Mariko Scavone (eHomemakers): Mariko completed her degree in Spanish from the University of Texas at San Antonio. She then lived in a rural village in Japan for two years. Mariko also worked with a small business in Nicaragua selling candles. At the time of her fellowship she was studying for a Master’s degree at the School of Foreign Service from Georgetown University in Washington, DC. After her fellowship, Mariko wrote: "Since working in Malaysia, I am more sensitive to the risks and challenges of operating in a developing country. In particular, I learned how lack of human resources, attitudes toward social justice work, weak legal enforcement, corruption, and human rights abuses inhibit growth, unfairly target one segment of society, and breed mediocrity."

We go for the chutney

24 Jun

It’s Saturday at 730 in the morning. Julia (my roommate) and I walk out of the apartment. The smell of clove cigarettes winds its way through the morning air. We nod good morning to the guard and scan the palm tree lined street for Ching Ching. I spot her sitting under one of the sleepy palm tress and think that her tiny frame looks even smaller against the healthy tress. She springs up and we walk briskly down the street until we arrive at “the hill.” The hill is already packed with Saturday morning pilgrims paying their weekly homage to fitness. The walk is brisk and I feel alive. Sweat beads on my neck and my heart works to pump blood to my legs. Our walk lasts for about an hour and a half and ends in our favorite Indian restaurant. We eat there every Saturday morning-sit at the same table, order the same thing from the same waiter. And every Saturday morning Ching Ching wavers her hands about and leaves the table several times to maker sure our order- 3 tosei and tea without sugar- is understood.

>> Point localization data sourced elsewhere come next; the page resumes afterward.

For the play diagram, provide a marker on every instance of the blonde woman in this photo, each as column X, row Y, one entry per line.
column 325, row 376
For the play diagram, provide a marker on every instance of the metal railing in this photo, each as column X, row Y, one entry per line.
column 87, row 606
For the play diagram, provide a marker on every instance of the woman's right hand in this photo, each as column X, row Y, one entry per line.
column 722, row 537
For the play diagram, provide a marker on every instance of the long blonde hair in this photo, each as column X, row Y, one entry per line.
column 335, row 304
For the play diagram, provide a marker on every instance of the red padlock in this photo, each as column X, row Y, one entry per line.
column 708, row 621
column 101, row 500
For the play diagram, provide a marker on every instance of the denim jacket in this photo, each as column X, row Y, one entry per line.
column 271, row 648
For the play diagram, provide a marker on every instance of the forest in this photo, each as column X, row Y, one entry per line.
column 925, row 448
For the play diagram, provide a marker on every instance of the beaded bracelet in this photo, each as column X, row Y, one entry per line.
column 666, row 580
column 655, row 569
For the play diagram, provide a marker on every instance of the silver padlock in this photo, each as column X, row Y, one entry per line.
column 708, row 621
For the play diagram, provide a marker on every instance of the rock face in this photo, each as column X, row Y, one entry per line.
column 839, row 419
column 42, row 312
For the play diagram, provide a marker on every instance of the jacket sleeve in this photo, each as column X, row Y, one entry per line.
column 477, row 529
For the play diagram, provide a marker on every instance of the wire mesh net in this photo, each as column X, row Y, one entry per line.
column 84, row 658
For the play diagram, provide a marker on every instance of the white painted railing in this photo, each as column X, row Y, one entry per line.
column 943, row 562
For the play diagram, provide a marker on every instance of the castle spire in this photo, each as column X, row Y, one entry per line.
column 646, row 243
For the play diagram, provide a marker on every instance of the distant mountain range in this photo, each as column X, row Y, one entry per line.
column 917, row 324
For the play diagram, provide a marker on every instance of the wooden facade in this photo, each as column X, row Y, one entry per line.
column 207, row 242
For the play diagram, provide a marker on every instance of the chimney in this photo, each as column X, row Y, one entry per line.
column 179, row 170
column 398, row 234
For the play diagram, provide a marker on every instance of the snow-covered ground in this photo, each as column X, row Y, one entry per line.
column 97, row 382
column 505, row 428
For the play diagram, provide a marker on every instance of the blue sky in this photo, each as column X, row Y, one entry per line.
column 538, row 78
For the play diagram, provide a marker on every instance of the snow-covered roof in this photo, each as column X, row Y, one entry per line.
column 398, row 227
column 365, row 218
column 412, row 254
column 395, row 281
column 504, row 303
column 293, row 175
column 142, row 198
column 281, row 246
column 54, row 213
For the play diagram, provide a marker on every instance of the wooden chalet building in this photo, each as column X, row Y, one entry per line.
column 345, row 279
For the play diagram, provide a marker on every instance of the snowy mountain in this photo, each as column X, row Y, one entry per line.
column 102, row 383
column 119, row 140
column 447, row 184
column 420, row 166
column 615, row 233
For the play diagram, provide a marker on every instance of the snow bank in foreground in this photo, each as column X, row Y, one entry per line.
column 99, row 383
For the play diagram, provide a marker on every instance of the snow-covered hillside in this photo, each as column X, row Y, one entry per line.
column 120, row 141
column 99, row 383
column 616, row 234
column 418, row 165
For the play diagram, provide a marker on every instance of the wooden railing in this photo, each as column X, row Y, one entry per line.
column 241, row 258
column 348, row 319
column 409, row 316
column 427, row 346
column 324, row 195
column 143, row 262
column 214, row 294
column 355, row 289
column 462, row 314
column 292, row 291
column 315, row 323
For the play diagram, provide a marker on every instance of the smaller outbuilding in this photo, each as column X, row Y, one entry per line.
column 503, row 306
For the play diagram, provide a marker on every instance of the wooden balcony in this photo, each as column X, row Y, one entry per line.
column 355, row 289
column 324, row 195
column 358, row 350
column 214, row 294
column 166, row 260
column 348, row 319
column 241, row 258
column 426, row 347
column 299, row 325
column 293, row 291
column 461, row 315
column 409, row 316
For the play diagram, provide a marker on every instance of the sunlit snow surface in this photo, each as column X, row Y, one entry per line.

We don’t go for the service. We go for the chutney. There are three types -cocconut, papaya, and tomato. The coconut chutney is my favorite. Along with coconut, it has strong overtones of ginger and fresh chili. There are also hints of cinnamon and anise. It is the first time I have ever eaten coconut chutney, and I end up bargaining with the cashier to sell me some. The tomato chutney is even more spicy. It is a deep red and tastes something like salsa sans cilantro and with more chili. Finally, the papya chutney is a sweet compliment to its spicy sisters. I can see different spices floating among the small chunks of fruit. We dip tosei in the chutneys. Tosei is like a crepe only it is crispy. It comes served on a banana leaf. We put the chutney on the banana leaf and tear pieces of tosei to dip in the chutneys.

It’s a Saturday morning ritual that smoothes out all the bumps of the work week.

Posted By Mariko Scavone

Posted Jun 24th, 2007


  • Varuni

    July 10, 2007


    Hi Mriko,

    Was it tosei or dosa that you had at this Indian place? Dosa are huge while tosei is like a crepe. Both are delicious. I can see that you are having a good time.

    Some people have put up their links to the MSFS summer log, why dont you also?